Session: Warm Climates (Mid-Holocene, Last interglacial, Deep-time, Pliocene)
Author: Louise Sime / lsim@bas.ac.uk / British Antarctic Survey
Co-author: Jochen Voss, University of Leeds;
Dario Domingo, University of Leeds;
Max Holloway, British Antarctic Survey;
Irene Malmierca, British Antarctic Survey;
Abstract:
Far-field sea level records have provided evidence that parts of the Antarctic Ice Sheet and Greenland ice sheet were likely lost during the Last Interglacial (LIG) period, 116-129 thousand years ago. Reconstructing ice sheet changes within the LIG however remains a difficult problem. Sediment cores from beneath the West Antarctic Ice Sheet (WAIS) support the view that parts were lost within the last 1.3 million years (e.g. Scherer et al., 1998), but again the timing of the loss is unknown. And set against this, proximal ice-rafted debris evidence from marine sediment cores has been interpreted to suggest that there was no major loss of the WAIS in the last 250,000 years (e.g. O’Cofaigh et al., 2001) or last 1.8 million years (Hillenbrand et al., 2002). Near field marine and sub-ice sheet sediment core data has not provided conclusive evidence of LIG changes in the WAIS, or the wider Antarctic or Greenland ice sheets. The resultant lack of agreement and knowledge about the ice sheet changes, particularly the WAIS, during the LIG hampers our ability to calibrate models of potential ice sheet loss in the future.

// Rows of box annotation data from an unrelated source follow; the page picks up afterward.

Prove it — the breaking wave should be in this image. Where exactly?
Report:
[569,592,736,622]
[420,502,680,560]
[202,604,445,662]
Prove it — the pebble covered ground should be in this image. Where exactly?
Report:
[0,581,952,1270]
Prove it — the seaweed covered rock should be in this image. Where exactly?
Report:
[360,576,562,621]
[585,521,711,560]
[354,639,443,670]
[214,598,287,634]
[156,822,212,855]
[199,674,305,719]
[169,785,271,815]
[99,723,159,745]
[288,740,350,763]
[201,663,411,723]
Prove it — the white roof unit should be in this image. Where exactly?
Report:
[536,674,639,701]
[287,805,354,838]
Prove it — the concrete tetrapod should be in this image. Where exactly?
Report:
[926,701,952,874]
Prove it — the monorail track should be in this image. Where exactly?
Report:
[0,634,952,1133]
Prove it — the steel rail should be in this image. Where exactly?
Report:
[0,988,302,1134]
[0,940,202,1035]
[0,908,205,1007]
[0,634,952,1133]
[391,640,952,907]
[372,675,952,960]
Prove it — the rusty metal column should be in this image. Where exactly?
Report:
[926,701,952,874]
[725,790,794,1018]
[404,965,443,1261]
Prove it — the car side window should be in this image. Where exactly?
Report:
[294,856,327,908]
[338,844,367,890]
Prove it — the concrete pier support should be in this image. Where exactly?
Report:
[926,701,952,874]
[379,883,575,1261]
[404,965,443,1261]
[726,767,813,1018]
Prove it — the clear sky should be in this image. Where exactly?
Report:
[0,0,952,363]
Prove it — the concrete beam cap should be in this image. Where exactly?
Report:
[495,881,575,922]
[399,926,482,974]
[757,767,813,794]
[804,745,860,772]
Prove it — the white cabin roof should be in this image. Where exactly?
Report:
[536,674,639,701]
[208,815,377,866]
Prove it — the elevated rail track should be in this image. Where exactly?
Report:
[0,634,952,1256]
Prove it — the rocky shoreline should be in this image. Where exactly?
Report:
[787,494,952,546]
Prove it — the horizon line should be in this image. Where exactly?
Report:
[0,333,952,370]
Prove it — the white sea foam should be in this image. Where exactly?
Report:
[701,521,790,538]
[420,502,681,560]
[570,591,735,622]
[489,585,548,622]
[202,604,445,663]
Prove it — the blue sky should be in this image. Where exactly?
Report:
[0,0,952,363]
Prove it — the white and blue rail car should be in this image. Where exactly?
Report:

Ice cores provide amongst the best dated proximal evidence of LIG change across the Antarctica and Greenland (e.g. Masson-Delmotte et al., 2011; Capron et al., 2014), it is therefore very helpful if we can use ice core measurements to provide constraints on the rate and timing of ice sheet change throughout the LIG. Holloway et al. (2016) thus explored the ice core signal of WAIS change; we found that ice sheet meltwater and/or ice sheet morphology changes would be recorded in Antarctic and Greenland ice cores.
Here we present our recent progress on reconstructing ice sheet changes, simulating how possible LIG ice sheet and sea ice changes would be imprinted on Antarctic and Greenland ice cores using isotopically enabled climate model simulations of the LIG. We present initial results from a novel statistical approach to this problem, using isotopic model output emulation, to test the interplay of ice sheet, meltwater, and sea ice changes on the ice core record.